I read the book a couple nights ago and it breaks down about like this: Yang tells three stories, alternating between them with each new chapter. In the first, he relays a folk tale of a monkey king who strives to be human, and he includes lots of other archetypal myth/ legend type themes and figures. And kung fu (whoooa.) In the second, the reader follows an Asian-American boy, Jin (a.k.a. probably the author), through his adventures and mishaps in third and fourth grade with his best friend Wei-Chen. The third story recalls a TV sitcom (laugh track and all) in which an all-American high-schooler, Danny, is visited and inadvertently terrorized by his inexplicably Chinese cousin, Chin-Kee, himself a grab bag of Asian stereotypes.

When I finished the book, I can't lie, I was a little disappointed. Not that it wasn't a diverting read, I did blow through the whole thing in one sitting. And there were parts that made me laugh, others that made me cringe with that wonderful mix of sympathy for the marginalized characters and guilt for being a white devil myself. But that's a whole blog in itself. My point is I definitely engaged with the book, just not as much I thought I would.
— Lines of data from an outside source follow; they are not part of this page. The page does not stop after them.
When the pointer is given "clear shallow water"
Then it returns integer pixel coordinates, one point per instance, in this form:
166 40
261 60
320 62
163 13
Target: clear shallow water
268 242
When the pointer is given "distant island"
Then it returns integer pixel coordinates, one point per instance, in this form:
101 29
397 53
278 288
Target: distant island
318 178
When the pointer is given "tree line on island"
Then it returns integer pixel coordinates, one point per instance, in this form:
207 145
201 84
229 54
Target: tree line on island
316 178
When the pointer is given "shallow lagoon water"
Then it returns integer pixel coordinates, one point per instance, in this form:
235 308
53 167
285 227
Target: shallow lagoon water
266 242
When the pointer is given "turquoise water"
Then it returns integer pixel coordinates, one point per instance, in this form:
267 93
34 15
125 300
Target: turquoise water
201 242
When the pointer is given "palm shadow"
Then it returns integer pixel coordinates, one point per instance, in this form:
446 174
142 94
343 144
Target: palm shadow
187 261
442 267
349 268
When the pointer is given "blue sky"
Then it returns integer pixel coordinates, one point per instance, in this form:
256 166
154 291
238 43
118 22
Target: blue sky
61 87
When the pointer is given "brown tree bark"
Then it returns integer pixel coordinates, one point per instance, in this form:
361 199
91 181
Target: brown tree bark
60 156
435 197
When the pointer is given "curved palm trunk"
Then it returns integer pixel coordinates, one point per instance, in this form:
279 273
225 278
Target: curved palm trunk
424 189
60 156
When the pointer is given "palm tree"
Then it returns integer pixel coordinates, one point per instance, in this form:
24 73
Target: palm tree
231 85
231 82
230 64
I'd had all these expectations, not just from the anonymous background murmur of criticism, but from Derek Kirk Kim. Derek! This book was not as life-altering as you led me to believe. I noticed on the ever-provident facebook that I wasn't alone in my disillusionment. But as I scanned the reviews on the living social visual bookshelf app, I found that I had qualms with the comments people left. Could be I'm just antagonistic. Or maybe what I (and others) failed to realize is that the real brilliance of the book doesn't come across without some thought and analysis after closing the back cover. English major to the rescue!

One example of Yang's story-telling innovation lies in the fact that he doesn't weave his three narratives together, as one might expect from a multiple narrative text. Rather, at the last minute, he pulls the proverbial curtain aside so the reader finds that the Monkey King, Jin, Wei-Chen, Danny, and Chin-Kee are sort of all the same character or at least related in unexpected ways. And not in a metaphorical, character foil sense; literally, Yang draws one character morphing into another. Or pulling off his head to reveal his true identity. And, good heavens, that's what this whole yarn is supposed to address in the first place. Identity I mean, not self-decapitation.
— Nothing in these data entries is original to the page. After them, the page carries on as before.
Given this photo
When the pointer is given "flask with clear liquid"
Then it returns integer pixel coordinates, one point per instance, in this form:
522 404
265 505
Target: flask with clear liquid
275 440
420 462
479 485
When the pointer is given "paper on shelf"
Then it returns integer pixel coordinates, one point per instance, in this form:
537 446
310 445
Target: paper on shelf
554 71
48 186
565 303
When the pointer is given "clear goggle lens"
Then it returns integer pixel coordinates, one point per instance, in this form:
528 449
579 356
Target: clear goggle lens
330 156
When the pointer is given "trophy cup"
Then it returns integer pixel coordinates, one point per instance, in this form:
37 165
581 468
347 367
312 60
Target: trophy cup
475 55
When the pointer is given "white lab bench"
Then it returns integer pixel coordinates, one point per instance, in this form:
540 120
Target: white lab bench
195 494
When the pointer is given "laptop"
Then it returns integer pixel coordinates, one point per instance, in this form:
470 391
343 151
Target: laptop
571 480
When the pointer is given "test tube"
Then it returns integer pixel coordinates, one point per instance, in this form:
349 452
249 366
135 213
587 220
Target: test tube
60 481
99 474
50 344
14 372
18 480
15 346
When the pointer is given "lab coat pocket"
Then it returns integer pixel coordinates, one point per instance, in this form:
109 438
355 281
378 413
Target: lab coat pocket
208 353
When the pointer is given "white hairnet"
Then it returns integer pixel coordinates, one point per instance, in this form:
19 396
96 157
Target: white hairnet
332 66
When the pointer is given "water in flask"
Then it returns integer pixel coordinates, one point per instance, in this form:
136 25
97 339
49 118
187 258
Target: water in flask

The moment all three stories come together marks another pretty awesome element of American Born Chinese that didn't dawn on me until after I'd set it down: the mythical folk tale, the personal history, and the caricature collide, and any sense of realism/ continuity within each story goes right out the window. When one of the mythic characters shows himself to be one of the main characters from the present, who was an analog for ANOTHER character all along, the divisions the reader had developed between those parts of the book are just obliterated. There's this serious rupture, but the story goes on, accepting everything that's happened as it ends. As I've studied biography (just a bit), especially of the graphic variety, I've found that writers and artists do some really amazing things with blurring and/ or exposing the lines between the factual things that happened to them over the course of their lives and the internal feelings and memories that accompany those experiences. In these terms, just wow- Yang has integrated not just personal history and memory/ internal experience, but CULTURAL history and experience into one biography. Now I'm no expert on the biographical genre (if genre is the right word), but I've never seen this particular mish-mash narrative technique pulled off quite the way Yang does it. It's brilliant. Ok Derek Kirk Kim, you've got me there.